Our study is the largest single institute retrospective study to examine the efficacy of reduced dose FOLFIRINOX in metastatic and locally advanced pancreatic cancer. About two-thirds of our patients received their first and subsequent cycles of chemotherapy with reduced doses. Nonetheless, the efficacy did not seem to be compromised by these dose reductions, given there were no significant differences in PFS or OS between the full starting dose and reduced starting dose groups. Although response rate was lower than that of other reports likely due to off-study ascertainment issue, the more clinically relevant outcomes of OS and PFS were comparable to other studies utilising dose modifications (Peddi et al, 2012; Gunturu et al, 2013; Faris et al, 2013; Mahaseth et al, 2013; Blazer et al, 2015).

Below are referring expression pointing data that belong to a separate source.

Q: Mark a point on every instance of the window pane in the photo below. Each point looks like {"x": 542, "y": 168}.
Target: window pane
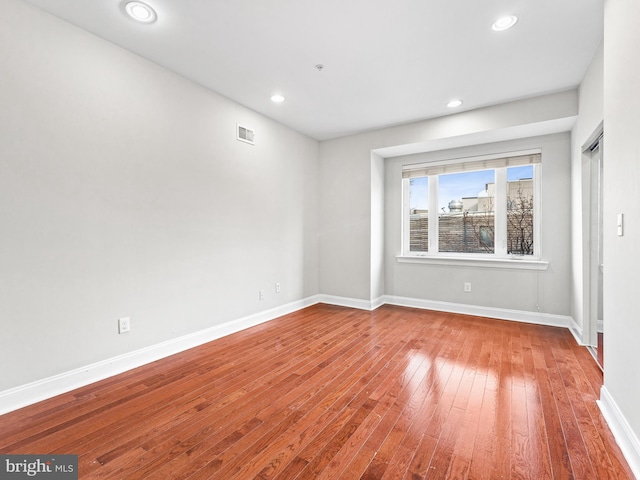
{"x": 466, "y": 218}
{"x": 419, "y": 214}
{"x": 520, "y": 210}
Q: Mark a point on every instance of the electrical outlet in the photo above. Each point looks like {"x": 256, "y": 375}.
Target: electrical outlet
{"x": 124, "y": 325}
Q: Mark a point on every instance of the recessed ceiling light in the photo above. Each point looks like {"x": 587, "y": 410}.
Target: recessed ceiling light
{"x": 503, "y": 23}
{"x": 141, "y": 12}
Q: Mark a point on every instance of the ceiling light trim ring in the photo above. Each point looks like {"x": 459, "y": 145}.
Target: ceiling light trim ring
{"x": 140, "y": 12}
{"x": 504, "y": 23}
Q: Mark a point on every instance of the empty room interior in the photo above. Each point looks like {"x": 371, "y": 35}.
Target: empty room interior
{"x": 340, "y": 239}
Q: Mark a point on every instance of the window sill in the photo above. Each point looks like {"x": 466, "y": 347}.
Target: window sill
{"x": 506, "y": 263}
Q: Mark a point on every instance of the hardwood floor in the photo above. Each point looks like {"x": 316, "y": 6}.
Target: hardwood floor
{"x": 331, "y": 392}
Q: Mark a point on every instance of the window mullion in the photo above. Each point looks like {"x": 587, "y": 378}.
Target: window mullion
{"x": 500, "y": 209}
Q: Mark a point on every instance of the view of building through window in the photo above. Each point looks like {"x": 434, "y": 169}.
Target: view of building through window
{"x": 467, "y": 212}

The toxicities associated with FOLFIRINOX have tempered the enthusiasm for its use in full dose in community as well as in academic centres (Amirealut et al, 2014). Our study has shown that modest dose reductions do not appear to compromise the efficacy while reducing the toxicities associated with the regimen. We observed a significantly lower incidence of grade 3/4 fatigue (1%) and no incidence of grade 3/4 peripheral neuropathy. Safety has to be taken into consideration and we did not use prophylactic G-CSF routinely in our patients, although the incidence of grade 3/4 neutropenia and febrile neutropenia were relatively low. The treatment adverse event-related hospitalisation rate in our study was 18%. Much higher rates have been reported by others (Peddi et al, 2012; Amirealut et al, 2014) in spite of many patients receiving colony-stimulating factors as primary prophylaxis. ACCORD III was dominated by tumours in the body and tail of the pancreas. Our rates for grade 3/4 toxicity remained low even for patients with a high rate of biliary stenting. In our study there was one treatment related death, which was attributable to FOLFIRINOX.

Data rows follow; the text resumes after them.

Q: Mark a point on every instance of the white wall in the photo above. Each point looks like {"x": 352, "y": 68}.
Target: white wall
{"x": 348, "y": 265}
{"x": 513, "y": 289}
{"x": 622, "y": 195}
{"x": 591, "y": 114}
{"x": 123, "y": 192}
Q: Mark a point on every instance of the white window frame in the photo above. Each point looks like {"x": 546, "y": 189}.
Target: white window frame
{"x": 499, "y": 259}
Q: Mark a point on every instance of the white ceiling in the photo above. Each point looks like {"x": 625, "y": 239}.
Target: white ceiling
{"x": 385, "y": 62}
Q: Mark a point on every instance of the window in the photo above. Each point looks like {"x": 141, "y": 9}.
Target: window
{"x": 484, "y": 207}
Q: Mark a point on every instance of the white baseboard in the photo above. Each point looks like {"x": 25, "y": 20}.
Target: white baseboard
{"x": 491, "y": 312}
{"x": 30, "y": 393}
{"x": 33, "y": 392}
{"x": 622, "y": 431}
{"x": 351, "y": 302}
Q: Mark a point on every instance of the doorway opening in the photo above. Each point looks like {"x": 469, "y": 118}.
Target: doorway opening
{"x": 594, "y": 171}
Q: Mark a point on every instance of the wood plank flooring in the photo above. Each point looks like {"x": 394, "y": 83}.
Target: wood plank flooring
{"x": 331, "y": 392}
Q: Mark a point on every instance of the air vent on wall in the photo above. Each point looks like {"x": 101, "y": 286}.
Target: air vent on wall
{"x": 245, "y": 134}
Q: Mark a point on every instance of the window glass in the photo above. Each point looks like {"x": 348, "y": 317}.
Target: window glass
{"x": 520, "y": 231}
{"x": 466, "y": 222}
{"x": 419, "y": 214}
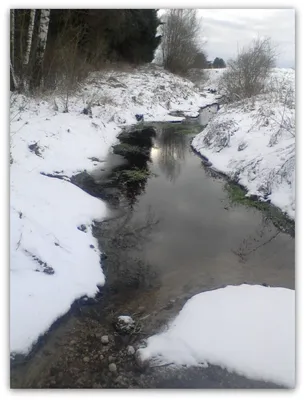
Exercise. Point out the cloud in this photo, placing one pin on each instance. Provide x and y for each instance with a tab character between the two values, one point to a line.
228	30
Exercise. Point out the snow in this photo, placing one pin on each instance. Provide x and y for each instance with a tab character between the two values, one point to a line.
246	329
253	141
126	319
52	261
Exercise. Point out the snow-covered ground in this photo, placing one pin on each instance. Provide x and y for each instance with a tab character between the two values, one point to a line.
246	329
253	141
52	261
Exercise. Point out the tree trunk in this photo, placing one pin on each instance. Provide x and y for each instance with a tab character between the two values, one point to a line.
12	37
29	38
13	81
41	46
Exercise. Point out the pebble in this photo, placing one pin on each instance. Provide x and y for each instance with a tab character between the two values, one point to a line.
112	367
105	339
141	363
130	350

Health-related QoL was maintained on FOLFIRINOX, highlighting the fact that in advanced pancreatic adenocarcinoma, QoL is influenced more by disease-related symptoms than treatment-related toxicity. It is encouraging to note results from our single-centre experience are consistent with results from other smaller studies utilising dose modifications. However, there are clearly limitations with a retrospective single-centre review. In our study there was no standardised dose modifications made by the physicians, there was no independent radiological reviews and no standardised method to collect toxicity information. There was also heterogeneity of the cohort as we assessed locally advanced and metastatic pancreatic cancers together and one-third of patients did commence treatment at full dose. We also cannot discount the impact second-line therapy may have had on PFS and OS.

In summary, this single-centre experience suggests that FOLFIRINOX with dose modifications, in the absence of G-CSF can be administered safely in a real-world setting. However, to directly compare these results to full dose FOLFIRINOX treatment a randomised trial would be recommended, incorporating QoL assessments.